Sören Müller, COO Beate Uhse AG

Zukunftsmärkte
Beate Uhse

„Shades of Grey“ beflügelt Weihnachtsgeschäft

Für Sören Müller, COO des Unternehmens Beate Uhse, ist Weihnachten die Zeit guter Geschäfte. Mit Markt und Mittelstand spricht er über Weihnachten, die Bestseller 2012 und Herausforderungen für 2013.

MuM: Herr Müller, wie feiern Sie bei Beate Uhse Weihnachten?
Müller: Unsere Weihnachtsfeier haben wir in Flensburg gefeiert. Sie stand in diesem Jahr unter dem Motto „Winterwonderland“. Wir haben draußen vor unserem Firmensitz eine Holzhütte mit Glühweinstand aufgebaut, dazu Schwedenfeuer, Fackeln und weihnachtliche Musik. Es war sehr kalt an diesem Abend und es lag sogar Schnee – ein guter, ruhiger Abschluss des Jahres mit den Mitarbeitern.
Privat ist Weihnachten für mich die Zeit der Ruhe und Besinnlichkeit. Diese Zeit gehört meiner Familie. Darauf freue ich mich schon sehr. Wir feiern zusammen und verbringen viel Zeit miteinander. Weihnachten und die Zeit zwischen den Jahren ist aber auch immer der Moment, zurückzublicken, das Jahr Revue passieren zu lassen und alles noch einmal zu reflektieren.

MuM: Wie lief das Weihnachtsgeschäft?
Müller: Das vierte Quartal ist bei uns das stärkste. Demzufolge ist bei uns und in unseren Geschäften natürlich in den letzten Wochen des Jahres immer besonders viel los.

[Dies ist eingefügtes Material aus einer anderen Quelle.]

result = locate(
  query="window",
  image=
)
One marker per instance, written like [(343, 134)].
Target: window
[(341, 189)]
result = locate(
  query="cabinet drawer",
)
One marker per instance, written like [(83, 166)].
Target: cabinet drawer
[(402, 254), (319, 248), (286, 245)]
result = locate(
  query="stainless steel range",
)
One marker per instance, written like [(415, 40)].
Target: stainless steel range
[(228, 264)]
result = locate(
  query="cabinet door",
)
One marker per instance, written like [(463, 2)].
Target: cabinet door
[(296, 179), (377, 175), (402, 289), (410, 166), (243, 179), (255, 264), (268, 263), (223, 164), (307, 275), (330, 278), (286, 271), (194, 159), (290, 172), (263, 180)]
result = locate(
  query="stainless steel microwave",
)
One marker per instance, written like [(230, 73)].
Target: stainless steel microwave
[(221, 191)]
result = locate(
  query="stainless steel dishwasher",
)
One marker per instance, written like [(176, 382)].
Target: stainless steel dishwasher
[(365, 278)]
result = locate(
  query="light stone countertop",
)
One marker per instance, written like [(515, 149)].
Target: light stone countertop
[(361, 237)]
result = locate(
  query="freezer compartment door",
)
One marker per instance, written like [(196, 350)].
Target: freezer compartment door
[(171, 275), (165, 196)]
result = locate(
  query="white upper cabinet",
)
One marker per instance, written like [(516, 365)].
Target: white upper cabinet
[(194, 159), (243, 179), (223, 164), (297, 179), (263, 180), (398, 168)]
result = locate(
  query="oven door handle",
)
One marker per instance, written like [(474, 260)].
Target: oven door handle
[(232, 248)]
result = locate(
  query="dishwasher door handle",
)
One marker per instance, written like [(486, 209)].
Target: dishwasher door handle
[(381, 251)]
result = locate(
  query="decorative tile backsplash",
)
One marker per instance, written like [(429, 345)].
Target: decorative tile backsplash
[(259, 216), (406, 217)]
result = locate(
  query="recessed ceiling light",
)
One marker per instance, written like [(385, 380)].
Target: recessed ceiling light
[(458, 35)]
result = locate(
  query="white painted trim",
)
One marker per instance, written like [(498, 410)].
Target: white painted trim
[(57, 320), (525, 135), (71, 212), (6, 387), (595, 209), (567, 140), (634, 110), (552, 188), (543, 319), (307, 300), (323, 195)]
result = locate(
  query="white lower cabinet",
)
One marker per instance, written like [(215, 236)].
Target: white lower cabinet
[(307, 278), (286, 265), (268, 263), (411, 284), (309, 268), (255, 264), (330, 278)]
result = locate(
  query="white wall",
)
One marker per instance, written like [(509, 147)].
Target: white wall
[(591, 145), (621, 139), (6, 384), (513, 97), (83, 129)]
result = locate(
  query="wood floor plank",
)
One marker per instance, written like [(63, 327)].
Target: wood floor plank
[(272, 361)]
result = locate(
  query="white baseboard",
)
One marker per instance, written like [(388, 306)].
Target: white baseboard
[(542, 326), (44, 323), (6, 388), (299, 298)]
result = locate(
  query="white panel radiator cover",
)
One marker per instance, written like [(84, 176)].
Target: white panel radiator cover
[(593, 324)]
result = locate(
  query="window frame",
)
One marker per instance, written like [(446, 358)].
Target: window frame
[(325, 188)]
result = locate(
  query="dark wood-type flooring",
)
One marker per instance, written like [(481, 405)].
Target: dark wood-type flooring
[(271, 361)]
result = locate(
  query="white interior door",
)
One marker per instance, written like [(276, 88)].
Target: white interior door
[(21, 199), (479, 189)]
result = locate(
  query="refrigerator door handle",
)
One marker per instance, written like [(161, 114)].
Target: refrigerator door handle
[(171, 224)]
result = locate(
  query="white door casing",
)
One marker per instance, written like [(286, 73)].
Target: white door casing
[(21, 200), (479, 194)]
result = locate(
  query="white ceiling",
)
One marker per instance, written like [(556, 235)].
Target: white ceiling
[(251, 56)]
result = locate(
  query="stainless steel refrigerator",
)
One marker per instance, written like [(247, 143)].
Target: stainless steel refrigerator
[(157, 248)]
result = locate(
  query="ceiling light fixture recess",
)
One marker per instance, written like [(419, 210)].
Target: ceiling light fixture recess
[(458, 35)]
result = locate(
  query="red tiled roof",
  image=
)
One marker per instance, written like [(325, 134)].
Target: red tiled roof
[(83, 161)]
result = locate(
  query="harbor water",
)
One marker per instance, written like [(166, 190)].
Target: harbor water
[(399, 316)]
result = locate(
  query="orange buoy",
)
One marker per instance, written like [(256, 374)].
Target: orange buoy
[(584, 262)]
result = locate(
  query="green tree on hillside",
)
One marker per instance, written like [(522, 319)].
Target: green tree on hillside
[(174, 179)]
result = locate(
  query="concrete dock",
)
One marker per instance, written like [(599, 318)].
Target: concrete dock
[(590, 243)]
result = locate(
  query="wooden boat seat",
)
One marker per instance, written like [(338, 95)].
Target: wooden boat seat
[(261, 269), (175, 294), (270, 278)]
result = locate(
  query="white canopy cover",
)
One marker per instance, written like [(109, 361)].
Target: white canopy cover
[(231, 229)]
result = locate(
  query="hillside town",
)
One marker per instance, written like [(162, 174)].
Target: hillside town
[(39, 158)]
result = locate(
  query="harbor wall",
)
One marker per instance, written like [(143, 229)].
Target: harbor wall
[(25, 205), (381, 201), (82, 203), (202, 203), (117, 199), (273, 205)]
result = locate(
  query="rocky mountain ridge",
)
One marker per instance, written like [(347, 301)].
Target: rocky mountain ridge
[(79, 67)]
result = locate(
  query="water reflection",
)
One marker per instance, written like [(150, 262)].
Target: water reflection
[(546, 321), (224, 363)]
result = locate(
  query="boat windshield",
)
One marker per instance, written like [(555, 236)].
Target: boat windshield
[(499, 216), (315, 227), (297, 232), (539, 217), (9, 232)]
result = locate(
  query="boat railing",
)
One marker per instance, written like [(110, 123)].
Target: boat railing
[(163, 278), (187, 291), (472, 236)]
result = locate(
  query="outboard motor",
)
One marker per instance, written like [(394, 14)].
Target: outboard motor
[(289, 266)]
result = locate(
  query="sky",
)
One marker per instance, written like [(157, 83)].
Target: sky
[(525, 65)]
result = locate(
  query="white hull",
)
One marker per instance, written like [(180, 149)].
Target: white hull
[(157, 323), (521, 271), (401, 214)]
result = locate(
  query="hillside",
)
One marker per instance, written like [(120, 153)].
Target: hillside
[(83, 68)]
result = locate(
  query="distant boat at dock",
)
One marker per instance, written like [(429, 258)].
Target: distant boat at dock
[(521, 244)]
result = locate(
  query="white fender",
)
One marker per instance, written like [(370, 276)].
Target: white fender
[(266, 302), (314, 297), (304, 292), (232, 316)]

Der Trend, Dessous oder Love Toys unter den Weihnachtsbaum zu legen, hält an – und er nimmt – auch beflügelt durch „50 Shades of Grey“ – in diesem Jahr noch weiter zu.

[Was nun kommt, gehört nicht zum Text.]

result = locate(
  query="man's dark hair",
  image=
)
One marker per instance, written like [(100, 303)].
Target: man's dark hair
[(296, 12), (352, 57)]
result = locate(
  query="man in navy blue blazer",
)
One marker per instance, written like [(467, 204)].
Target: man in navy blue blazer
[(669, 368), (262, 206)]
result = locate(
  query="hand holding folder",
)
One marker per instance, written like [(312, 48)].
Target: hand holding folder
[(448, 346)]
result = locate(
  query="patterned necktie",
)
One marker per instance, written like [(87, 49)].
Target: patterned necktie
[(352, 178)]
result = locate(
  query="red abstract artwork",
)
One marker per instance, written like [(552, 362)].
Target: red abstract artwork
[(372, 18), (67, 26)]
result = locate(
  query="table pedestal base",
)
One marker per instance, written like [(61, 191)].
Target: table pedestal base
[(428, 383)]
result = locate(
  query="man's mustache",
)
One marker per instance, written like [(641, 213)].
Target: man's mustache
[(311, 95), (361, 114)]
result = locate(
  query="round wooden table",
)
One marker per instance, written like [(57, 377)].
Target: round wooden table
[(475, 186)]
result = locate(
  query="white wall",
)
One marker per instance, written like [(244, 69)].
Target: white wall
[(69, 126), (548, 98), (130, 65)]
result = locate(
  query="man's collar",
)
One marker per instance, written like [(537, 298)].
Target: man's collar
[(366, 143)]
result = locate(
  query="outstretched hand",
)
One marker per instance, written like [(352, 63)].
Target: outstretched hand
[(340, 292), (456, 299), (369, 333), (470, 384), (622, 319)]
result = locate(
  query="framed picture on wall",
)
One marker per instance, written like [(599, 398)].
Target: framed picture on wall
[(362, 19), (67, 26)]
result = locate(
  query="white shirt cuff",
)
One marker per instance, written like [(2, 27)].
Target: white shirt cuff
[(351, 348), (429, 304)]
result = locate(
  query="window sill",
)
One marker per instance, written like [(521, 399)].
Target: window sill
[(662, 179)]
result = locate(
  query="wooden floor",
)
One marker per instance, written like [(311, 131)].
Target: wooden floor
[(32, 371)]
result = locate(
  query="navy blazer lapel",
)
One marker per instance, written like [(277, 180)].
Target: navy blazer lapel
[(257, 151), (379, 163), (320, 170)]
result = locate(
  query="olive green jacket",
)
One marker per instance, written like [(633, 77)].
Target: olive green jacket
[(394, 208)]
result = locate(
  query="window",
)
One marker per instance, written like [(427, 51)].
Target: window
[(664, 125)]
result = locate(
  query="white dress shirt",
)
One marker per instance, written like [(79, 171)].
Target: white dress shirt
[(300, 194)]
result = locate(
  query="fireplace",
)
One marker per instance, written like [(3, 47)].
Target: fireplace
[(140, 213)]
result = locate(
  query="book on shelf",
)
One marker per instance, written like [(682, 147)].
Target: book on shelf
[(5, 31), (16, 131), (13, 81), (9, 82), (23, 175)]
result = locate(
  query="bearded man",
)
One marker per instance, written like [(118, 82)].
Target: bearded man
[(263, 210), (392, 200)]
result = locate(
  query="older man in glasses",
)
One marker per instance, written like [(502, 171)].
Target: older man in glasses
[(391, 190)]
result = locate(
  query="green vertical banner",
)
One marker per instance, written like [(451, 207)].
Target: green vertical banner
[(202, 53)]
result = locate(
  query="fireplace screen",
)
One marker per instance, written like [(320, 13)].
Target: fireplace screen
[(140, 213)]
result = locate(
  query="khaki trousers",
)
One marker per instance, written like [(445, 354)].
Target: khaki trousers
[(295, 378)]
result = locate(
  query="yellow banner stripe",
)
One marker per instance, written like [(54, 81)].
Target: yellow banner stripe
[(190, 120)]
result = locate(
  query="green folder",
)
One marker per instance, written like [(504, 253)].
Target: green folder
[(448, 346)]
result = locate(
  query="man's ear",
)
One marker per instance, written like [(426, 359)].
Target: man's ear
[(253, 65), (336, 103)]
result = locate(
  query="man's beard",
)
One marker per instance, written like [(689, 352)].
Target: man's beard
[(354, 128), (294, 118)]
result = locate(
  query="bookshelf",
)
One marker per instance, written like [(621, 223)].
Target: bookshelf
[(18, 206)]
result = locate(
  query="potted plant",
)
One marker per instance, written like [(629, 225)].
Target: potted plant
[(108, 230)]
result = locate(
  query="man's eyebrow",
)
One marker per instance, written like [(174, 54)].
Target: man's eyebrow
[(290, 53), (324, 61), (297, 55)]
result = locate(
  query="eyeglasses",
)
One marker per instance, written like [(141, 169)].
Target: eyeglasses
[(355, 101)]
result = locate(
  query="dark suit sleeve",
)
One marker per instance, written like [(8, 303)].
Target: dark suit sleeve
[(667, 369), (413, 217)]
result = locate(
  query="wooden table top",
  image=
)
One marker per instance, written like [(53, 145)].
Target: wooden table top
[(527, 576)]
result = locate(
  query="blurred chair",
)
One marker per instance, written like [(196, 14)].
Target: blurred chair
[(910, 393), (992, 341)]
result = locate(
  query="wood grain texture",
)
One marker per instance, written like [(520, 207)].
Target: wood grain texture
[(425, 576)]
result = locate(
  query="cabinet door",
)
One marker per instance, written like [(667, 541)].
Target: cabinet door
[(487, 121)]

MuM: Und was haben Sie 2012 am besten verkauft?
Müller: Zu den erfolgreichsten Produkten 2012 gehörten Design-Love Toys wie zum Beispiel der We Vibe, der erste Pärchenvibrator. Insgesamt hält der Trend hin zu hochwertigen Toys, die häufig an Designartikel erinnern, an.

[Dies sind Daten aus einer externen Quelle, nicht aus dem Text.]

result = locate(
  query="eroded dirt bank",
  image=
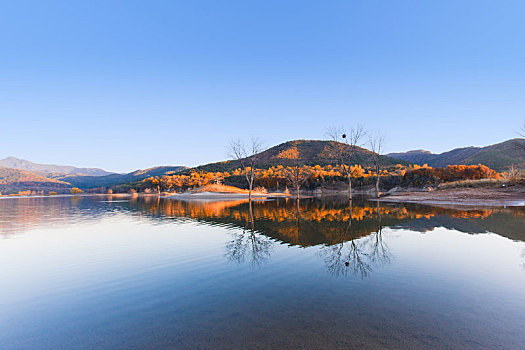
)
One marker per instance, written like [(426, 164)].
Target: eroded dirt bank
[(463, 197)]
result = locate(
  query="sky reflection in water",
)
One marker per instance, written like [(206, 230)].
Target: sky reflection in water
[(85, 272)]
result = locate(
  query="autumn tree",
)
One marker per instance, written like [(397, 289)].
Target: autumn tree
[(345, 146), (297, 176), (377, 144), (247, 156)]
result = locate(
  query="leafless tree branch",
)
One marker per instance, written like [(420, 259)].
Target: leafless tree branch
[(247, 156), (346, 145)]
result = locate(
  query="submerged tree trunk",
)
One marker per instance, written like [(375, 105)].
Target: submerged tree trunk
[(377, 185), (349, 186)]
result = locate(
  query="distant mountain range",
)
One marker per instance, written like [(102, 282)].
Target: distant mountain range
[(22, 164), (15, 180), (88, 182), (498, 157), (21, 175)]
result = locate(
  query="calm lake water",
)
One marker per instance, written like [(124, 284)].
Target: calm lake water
[(112, 273)]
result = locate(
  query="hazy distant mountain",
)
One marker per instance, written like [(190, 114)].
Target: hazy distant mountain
[(14, 180), (22, 164), (308, 152), (87, 182), (499, 156)]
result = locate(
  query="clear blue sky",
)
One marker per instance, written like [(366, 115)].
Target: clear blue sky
[(133, 84)]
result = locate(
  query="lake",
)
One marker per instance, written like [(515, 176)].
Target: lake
[(107, 272)]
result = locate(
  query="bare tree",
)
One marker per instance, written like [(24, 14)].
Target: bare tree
[(521, 132), (377, 144), (346, 145), (247, 156)]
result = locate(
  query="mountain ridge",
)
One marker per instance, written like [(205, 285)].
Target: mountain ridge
[(303, 152), (23, 164), (499, 156)]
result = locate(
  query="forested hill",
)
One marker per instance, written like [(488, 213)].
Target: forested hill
[(302, 152), (498, 157)]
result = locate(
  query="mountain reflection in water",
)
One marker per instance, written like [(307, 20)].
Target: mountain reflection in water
[(350, 234), (108, 272)]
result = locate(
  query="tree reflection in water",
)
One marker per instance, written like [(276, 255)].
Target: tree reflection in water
[(357, 256), (249, 244)]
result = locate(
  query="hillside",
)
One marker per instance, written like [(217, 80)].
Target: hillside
[(22, 164), (498, 157), (15, 180), (88, 182), (304, 152)]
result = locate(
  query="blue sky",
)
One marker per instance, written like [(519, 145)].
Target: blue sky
[(133, 84)]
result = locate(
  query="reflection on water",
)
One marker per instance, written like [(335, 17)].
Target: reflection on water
[(135, 272)]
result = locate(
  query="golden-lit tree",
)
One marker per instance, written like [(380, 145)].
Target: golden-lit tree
[(247, 156), (297, 176), (345, 147)]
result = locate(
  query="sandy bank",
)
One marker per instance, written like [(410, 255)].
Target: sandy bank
[(462, 197), (223, 196)]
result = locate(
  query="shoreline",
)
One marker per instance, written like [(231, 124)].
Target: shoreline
[(472, 197)]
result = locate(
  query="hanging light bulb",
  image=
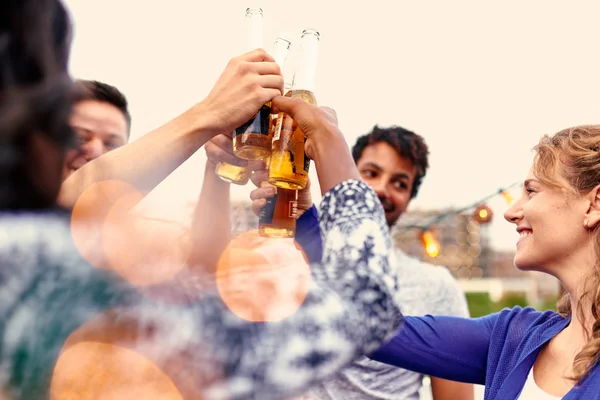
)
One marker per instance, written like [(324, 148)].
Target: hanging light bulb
[(483, 214), (509, 199), (431, 245)]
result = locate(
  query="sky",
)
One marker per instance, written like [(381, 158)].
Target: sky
[(480, 81)]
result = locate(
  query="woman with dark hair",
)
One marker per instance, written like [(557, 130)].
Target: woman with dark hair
[(51, 300)]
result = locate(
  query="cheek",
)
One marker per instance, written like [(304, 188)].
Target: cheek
[(401, 200), (70, 156)]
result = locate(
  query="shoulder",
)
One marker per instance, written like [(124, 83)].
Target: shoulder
[(528, 317), (428, 289)]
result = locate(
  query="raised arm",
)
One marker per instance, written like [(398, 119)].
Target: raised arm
[(248, 82), (203, 347), (451, 348)]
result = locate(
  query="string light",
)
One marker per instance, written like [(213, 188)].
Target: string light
[(482, 214), (431, 245), (509, 199)]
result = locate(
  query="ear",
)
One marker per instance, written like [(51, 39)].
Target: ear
[(592, 216)]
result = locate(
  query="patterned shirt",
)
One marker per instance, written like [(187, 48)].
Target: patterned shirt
[(47, 291), (423, 289)]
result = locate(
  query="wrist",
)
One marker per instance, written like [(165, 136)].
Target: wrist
[(202, 121)]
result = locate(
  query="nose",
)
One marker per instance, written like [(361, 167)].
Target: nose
[(515, 212), (381, 188), (93, 149)]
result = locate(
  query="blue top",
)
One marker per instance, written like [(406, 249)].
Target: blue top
[(308, 235), (497, 350)]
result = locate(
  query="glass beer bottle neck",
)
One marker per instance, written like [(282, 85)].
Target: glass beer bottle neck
[(305, 77), (254, 21)]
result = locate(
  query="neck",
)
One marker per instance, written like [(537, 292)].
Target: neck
[(575, 287)]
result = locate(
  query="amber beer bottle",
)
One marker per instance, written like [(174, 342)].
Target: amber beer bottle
[(289, 164), (252, 141), (233, 173), (278, 216)]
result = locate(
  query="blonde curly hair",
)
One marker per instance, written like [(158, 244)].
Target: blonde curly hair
[(574, 154)]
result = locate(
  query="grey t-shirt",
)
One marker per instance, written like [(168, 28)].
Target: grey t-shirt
[(423, 289)]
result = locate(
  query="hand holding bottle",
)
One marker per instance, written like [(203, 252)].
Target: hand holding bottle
[(265, 190), (325, 144), (247, 83)]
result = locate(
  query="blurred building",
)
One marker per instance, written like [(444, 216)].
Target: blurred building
[(464, 245)]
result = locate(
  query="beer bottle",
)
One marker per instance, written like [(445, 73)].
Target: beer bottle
[(278, 216), (252, 141), (289, 164), (232, 173)]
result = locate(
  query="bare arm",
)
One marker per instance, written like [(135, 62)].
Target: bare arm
[(248, 82), (443, 389)]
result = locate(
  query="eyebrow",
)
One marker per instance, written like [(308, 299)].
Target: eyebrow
[(399, 175), (529, 182)]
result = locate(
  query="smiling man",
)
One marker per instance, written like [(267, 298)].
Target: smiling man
[(393, 161), (101, 121)]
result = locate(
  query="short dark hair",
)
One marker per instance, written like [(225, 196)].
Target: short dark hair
[(100, 91), (407, 144), (36, 97)]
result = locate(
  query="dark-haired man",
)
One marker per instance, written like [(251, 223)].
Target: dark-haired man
[(393, 161), (101, 121)]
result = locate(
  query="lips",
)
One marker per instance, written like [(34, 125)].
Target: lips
[(524, 233), (387, 206)]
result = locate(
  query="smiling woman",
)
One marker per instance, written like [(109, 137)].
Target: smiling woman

MuM: Welche Arbeitsschwerpunkte haben Sie in diesem Jahr besonders vorangetrieben?
Müller: Wir konnten dieses Jahr die für uns sehr wichtige Zielgruppe der Frauen weiter ausbauen. Bereits mehr als 50 Prozent unserer Kunden sind heute weiblich. Und letztlich gab es auch einen gravierenden Einschnitt beim Vertrieb. Während wir früher vor allem mit dem stationären Einzelhandel gearbeitet haben, steht jetzt der e-Commerce im Mittelpunkt und nicht mehr der traditionelle Katalog. Hier haben wir den Wechsel vollzogen und machen den Hauptteil unseres Geschäfts im Internet.

MuM: Welche Herausforderungen erwarten sie im kommenden Jahr?
Müller: Der große Wachstumsträger ist bei uns sicherlich das Online-Geschäft. Aber  wenn wir online weiter wachsen wollen, müssen wir auch mit Geschäften vor Ort vertreten sein. Unsere Läden sind unsere Aushängeschilder! Wir werden in Marketing investieren, um noch mehr Kunden auf unsere Internetseite und in den Onlineshop zu bekommen. Es wird wichtig sein, auf allen Vertriebskanälen vertreten zu sein.